Heart pathology following reovirus infection of p50+/+ and p50–/– mice. (A and B) Newborn p50+/+ and p50–/– mice were inoculated perorally with either PBS (mock) (A) or 104 PFU reovirus T3SA+ (B), and heart size was monitored at 2-day intervals. Percent heart weight was calculated as heart weight divided by body weight. The results are expressed as the mean heart weights of at least 4 animals for each time point. Error bars indicate SDs. *P < 0.05 by Student’s t test. (C) Hearts from mice euthanized 12 days following peroral inoculation with reovirus T3SA+ or gelatin saline (Mock). (D, E, and F) Electrocardiography and echocardiography of reovirus-infected p50–/– (D), mock-infected p50–/– (E), and reovirus-infected (F) p50+/+ mice. Newborn mice were inoculated perorally with 104 PFU T3SA+, and tests were performed 10 days after inoculation. A P-wave/QRS ECG complex is displayed above the corresponding echocardiographic image. Systolic and diastolic LV cavity dimensions are indicated by bars superimposed on the M-mode images.
To determine whether reovirus-induced myocardial injury in p50–/– mice is associated with contractile dysfunction, we performed echocardiography on 10-day-old mice after peroral inoculation with either reovirus T3SA+ or PBS. Fractional shortening, assessed by 2-dimensional, directed M-mode measurements, was substantially decreased in reovirus-infected p50–/– mice (∼10%; Figure 6D), while it was preserved in mock-infected p50–/– mice (>40%; Figure 6E) and reovirus-infected p50+/+ mice (>40%; Figure 6F). Heart size was also increased in reovirus-infected p50–/– mice compared with mock-infected p50–/– mice and reovirus-infected p50+/+ mice. Intact atrioventricular conduction was observed in all mice, which suggests that the pathologic process was not specifically targeted to the conduction system. These results suggest that the myocardial pathology associated with reovirus infection of p50–/– mice is associated with diminished contractility.

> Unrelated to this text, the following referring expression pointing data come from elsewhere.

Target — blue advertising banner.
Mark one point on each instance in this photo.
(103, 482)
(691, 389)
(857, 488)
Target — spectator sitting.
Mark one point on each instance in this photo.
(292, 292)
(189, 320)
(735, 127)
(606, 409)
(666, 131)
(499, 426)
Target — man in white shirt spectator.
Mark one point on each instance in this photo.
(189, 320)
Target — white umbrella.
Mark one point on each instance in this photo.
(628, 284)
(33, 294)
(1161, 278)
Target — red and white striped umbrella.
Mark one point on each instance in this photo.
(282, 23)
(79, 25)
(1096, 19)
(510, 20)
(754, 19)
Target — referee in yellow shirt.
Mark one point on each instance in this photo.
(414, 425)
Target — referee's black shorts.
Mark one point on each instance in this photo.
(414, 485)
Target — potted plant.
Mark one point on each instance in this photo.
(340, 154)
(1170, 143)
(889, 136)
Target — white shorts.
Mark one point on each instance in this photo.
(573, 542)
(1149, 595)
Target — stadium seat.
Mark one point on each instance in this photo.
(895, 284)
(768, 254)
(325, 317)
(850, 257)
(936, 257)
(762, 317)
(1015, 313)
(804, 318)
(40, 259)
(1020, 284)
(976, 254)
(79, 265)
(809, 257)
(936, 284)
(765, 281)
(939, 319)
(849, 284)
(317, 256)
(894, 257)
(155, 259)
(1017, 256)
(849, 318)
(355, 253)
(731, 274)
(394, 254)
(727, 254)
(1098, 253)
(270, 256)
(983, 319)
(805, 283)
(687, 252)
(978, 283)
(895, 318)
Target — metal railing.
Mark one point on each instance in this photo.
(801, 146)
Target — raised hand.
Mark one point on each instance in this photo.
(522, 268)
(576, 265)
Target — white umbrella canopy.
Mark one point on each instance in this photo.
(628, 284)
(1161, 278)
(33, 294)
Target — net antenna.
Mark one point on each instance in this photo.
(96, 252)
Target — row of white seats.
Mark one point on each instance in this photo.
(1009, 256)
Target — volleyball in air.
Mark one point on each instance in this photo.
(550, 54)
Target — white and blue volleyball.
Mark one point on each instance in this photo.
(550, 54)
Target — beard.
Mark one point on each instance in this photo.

On a microscopic level, hearts of p50–/– animals displayed extensive myocyte destruction with features of apoptotic and necrotic cell death. Affected areas were notable for cell fragments, granular debris, and scattered calcifications. Thorough sectioning of the organ block revealed that pathology was not limited to any particular region of the heart. Hearts from reovirus-infected p50+/+ mice and mock-infected p50–/– and p50+/+ mice demonstrated no significant microscopic pathology. We conclude that reovirus is more pathogenic in the heart in the absence of NF-κB subunit p50.
To assess the extent and location of reovirus infection in the murine myocardium in the presence and absence of p50, we performed reovirus antigen staining on heart sections from p50+/+ and p50–/– mice euthanized 12 days following peroral inoculation with reovirus T3SA+ (Figure 7, A and B). Immunohistochemical staining for reovirus protein demonstrated immunoreactive myocytes in heart sections prepared from both p50+/+ and p50–/– mice (Figure 7, A and B). However, the number of reovirus-infected cells differed substantially between p50+/+ and p50–/– mice, consistent with the significant difference in viral titer in the hearts of these animals.
Inflammation, reovirus protein expression, TUNEL staining, and immunohistochemical detection of activated caspase-3 in the heart of reovirus-infected p50+/+ (A) and p50–/– mice (B). Newborn mice were inoculated perorally with 104 PFU reovirus T3SA+. At 12 days after inoculation, hearts were harvested, paraffin embedded, sectioned, and stained with H&E, polyclonal reovirus-specific antiserum, TUNEL, or activated caspase-3–specific antiserum as indicated. Original magnification, ×25 (top panels) and ×400 (bottom panels). Brown staining indicates reovirus protein, fragmented DNA, or activated caspase-3.
To determine whether expression of p50 influences apoptosis in the murine heart, we inoculated p50+/+ and p50–/– mice perorally with reovirus and assessed them for apoptosis using TUNEL staining (Figure 7, A and B). There were rare TUNEL-positive cells in the hearts of p50+/+ mice following reovirus infection (Figure 7A), whereas numerous foci of apoptosis were present in the hearts of p50–/– mice (Figure 7B). Interestingly, foci of apoptotic cells in the hearts of p50–/– mice coincided with areas of intense staining for reovirus antigen, which suggests a link between reovirus replication and apoptosis in cardiomyocytes.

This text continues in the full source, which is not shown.